The National Weather Service operates an automated weather observing station at the lighthouse.

An added large steel tower atop the light is a radio beacon. The 1953 Coast Guard Light List indicates that the signal transmitted at 296 kHz, send forth a group of half-second dashes for 15.5 seconds, followed by 14½ seconds of silence. As of 2001, both the light and radio beacon served as active navigational aids.

Although it never had a resident lighthouse keeper, this light is a recognized 'significant light" by the National Park Service National Maritime Initiative.

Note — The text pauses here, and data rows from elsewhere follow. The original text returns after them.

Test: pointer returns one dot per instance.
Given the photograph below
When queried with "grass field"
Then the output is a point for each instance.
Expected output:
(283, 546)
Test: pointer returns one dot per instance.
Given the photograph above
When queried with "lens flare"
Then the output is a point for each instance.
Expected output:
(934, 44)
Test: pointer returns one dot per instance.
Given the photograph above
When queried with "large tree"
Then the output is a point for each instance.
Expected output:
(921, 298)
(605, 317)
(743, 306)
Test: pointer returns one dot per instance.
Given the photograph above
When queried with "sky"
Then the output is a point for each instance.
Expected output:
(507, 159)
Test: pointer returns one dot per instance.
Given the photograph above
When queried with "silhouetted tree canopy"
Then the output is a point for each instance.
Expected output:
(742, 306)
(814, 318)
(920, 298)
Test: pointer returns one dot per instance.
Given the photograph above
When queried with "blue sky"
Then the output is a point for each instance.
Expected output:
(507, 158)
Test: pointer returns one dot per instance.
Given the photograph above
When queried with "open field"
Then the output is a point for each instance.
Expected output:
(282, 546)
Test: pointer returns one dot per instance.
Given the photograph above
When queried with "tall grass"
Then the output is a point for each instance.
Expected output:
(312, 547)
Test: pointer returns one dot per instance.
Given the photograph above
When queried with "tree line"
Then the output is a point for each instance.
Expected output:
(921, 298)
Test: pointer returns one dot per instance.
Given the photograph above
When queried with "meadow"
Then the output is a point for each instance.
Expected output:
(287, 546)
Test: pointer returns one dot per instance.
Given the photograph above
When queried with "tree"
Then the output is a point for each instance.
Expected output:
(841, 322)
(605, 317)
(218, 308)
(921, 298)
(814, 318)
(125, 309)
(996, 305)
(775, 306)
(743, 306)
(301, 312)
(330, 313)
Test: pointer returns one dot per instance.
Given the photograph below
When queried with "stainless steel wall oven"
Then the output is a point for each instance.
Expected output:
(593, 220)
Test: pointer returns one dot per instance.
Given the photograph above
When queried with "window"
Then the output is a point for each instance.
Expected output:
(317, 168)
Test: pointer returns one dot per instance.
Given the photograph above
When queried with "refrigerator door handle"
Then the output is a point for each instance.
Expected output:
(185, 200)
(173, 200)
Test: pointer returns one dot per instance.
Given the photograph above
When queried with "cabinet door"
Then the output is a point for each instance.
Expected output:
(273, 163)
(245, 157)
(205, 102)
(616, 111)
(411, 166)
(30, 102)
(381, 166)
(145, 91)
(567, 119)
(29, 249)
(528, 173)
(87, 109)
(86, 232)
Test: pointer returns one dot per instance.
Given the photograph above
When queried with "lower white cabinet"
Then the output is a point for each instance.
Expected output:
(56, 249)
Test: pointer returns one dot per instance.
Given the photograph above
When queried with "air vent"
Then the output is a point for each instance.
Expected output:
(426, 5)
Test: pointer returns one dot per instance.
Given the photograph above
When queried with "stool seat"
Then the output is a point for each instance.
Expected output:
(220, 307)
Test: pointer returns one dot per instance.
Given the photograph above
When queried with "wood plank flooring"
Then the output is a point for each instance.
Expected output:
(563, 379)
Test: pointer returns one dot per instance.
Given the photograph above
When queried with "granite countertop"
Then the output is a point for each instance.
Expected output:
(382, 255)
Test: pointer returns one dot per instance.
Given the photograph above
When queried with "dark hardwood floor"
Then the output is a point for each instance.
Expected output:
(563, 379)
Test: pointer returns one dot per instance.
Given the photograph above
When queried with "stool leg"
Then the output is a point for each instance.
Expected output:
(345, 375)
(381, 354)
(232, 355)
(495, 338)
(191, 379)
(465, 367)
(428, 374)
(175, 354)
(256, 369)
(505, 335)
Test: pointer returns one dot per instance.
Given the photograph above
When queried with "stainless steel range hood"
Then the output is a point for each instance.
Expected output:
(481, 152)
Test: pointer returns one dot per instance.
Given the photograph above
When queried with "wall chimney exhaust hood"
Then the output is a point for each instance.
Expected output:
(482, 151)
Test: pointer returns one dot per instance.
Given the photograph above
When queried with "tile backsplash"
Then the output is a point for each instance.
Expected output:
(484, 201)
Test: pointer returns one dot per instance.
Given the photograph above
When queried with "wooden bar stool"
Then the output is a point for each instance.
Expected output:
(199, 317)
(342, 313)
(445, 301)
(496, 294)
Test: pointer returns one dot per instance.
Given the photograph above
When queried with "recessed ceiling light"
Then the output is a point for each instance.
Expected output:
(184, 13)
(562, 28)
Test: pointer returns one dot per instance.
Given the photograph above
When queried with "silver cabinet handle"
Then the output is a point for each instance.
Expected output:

In July of 2015, the light was for sale through an online GSA auction process.

==Viewing==

A good passing view of the light can be had while riding the ferry from Au Gres to Charity Island, which is 10 mi to the east in the middle of Saginaw Bay. Tours of Charity Island are available, which include seeing the rebuilt Charity Island Light lightkeeper's house (currently an Airbnb) and seeing the native plants and birds on the western part of the island. More information about a tour to Charity Island can be found at CharityIsland.net.

It is also possible to take a telephoto shot from the shore of mainland Arenac County.

 US 23 north from Au Gres, 4.8 mi to Point Lookout Road. Turn right to its end; turn left onto Michigan Ave. Through a break in the houses one can see Saginaw Bay and the light.